One purpose, he explained, is that "the system wants to have something that is constant." If, for example, you look at a car driving away, there may be parts of the car's contour that don't stand out because of changes in lighting. But your perception tells you that the car is still intact. Constancy, von der Heydt said, keeps the world a reasonable place.

"Another purpose," he said, "is 3-D perception. We see the world in three dimensions, although our eyes receive only two dimensional images. When this happens, information from near and distant objects gets jumbled in the brain at the lower levels of the visual system, closer to the eye where sensory information enters."

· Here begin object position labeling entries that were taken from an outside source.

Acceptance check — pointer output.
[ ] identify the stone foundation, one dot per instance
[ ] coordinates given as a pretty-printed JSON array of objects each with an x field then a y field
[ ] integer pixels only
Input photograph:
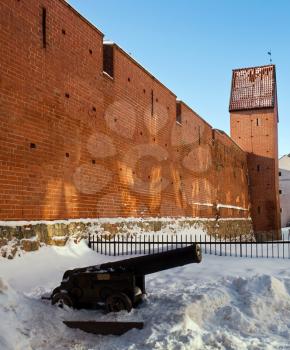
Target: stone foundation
[{"x": 30, "y": 236}]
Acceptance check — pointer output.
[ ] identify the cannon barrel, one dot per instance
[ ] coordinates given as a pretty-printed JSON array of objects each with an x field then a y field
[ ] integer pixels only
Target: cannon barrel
[{"x": 145, "y": 265}]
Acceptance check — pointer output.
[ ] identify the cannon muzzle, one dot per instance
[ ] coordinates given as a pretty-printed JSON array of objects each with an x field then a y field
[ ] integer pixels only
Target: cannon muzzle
[{"x": 145, "y": 265}]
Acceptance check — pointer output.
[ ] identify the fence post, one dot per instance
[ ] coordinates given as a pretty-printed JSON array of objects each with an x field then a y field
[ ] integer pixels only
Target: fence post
[{"x": 90, "y": 245}]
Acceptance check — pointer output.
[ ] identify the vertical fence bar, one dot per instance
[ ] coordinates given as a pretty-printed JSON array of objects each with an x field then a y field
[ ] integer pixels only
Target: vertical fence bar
[
  {"x": 158, "y": 242},
  {"x": 235, "y": 245},
  {"x": 89, "y": 243},
  {"x": 288, "y": 245},
  {"x": 225, "y": 245},
  {"x": 131, "y": 245},
  {"x": 251, "y": 246},
  {"x": 272, "y": 245}
]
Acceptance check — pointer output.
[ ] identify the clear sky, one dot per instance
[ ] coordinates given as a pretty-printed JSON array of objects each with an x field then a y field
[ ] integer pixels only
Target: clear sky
[{"x": 192, "y": 46}]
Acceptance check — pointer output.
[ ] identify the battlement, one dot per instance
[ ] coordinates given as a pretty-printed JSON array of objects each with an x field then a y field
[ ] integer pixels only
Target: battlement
[{"x": 253, "y": 88}]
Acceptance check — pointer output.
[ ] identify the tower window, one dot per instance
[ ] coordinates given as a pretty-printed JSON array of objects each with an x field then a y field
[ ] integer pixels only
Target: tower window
[
  {"x": 108, "y": 60},
  {"x": 178, "y": 113}
]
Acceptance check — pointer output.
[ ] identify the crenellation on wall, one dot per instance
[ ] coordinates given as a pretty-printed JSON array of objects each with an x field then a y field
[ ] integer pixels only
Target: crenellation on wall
[{"x": 104, "y": 146}]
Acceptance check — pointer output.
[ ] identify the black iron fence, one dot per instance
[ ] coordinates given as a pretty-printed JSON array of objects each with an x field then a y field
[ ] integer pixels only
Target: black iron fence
[{"x": 237, "y": 246}]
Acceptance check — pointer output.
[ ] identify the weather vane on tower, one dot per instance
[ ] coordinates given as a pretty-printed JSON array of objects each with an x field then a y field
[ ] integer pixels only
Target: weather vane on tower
[{"x": 270, "y": 55}]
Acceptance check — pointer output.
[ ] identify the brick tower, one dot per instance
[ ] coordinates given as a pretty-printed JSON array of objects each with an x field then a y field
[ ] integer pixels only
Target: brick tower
[{"x": 254, "y": 121}]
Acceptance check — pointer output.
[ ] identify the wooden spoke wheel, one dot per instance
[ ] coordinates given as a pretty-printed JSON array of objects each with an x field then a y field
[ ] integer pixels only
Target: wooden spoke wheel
[{"x": 118, "y": 302}]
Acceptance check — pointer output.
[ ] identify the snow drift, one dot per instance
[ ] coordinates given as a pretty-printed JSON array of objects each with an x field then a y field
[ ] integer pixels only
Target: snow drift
[{"x": 222, "y": 303}]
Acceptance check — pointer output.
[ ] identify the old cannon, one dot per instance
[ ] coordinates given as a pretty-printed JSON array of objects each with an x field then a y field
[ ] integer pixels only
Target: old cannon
[{"x": 119, "y": 285}]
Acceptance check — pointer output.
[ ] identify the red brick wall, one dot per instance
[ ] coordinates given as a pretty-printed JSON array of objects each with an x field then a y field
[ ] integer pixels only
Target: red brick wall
[
  {"x": 102, "y": 149},
  {"x": 256, "y": 132}
]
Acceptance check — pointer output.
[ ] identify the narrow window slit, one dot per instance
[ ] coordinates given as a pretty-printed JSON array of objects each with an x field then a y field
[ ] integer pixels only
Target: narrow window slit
[{"x": 44, "y": 27}]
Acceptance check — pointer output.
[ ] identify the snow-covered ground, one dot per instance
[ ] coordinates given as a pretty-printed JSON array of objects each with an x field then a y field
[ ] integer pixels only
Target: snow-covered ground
[{"x": 222, "y": 303}]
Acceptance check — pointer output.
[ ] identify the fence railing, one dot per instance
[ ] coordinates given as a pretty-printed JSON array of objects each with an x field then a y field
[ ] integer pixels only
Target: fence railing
[{"x": 237, "y": 246}]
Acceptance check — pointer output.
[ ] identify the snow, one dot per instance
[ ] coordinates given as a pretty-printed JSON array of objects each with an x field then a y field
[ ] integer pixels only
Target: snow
[
  {"x": 118, "y": 219},
  {"x": 222, "y": 303}
]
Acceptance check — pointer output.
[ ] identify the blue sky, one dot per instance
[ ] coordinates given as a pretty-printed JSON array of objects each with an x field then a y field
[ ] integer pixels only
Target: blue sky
[{"x": 192, "y": 46}]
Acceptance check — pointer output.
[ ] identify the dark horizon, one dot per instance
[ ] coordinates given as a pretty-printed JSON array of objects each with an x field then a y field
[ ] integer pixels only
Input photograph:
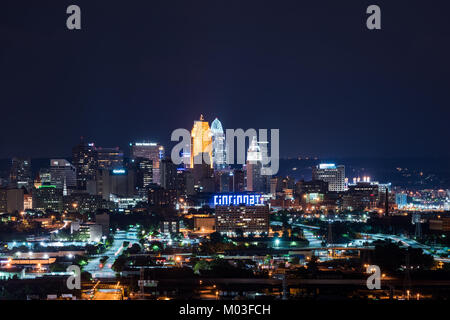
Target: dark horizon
[{"x": 332, "y": 87}]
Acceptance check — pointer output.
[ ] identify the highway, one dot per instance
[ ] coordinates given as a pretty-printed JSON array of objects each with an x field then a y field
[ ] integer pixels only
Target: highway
[{"x": 93, "y": 266}]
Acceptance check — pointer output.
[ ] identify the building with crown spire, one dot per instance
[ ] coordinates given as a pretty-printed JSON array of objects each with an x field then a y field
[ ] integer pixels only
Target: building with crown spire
[
  {"x": 218, "y": 145},
  {"x": 255, "y": 181},
  {"x": 201, "y": 144}
]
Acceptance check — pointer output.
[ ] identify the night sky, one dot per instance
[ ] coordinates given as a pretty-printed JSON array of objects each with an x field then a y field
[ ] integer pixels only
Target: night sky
[{"x": 140, "y": 69}]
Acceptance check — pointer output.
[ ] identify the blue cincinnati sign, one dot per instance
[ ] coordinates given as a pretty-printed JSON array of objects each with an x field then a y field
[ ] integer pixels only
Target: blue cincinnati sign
[{"x": 237, "y": 199}]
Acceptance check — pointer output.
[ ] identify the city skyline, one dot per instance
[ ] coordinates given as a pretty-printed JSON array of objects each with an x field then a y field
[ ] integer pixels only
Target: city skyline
[{"x": 191, "y": 59}]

"Higher centers in the brain sort out this jumble to produce a 3-D representation," he explained. "The question has been how far up in the visual system this occurs."

Researchers once thought perception was strictly a higher brain function. Now it appears that certain perceptions, such as illusory contours, may be "wired" at a lower level. "These studies of perception are a gate to understanding brain function in general," said von der Heydt. "We get closer to understanding thought this way."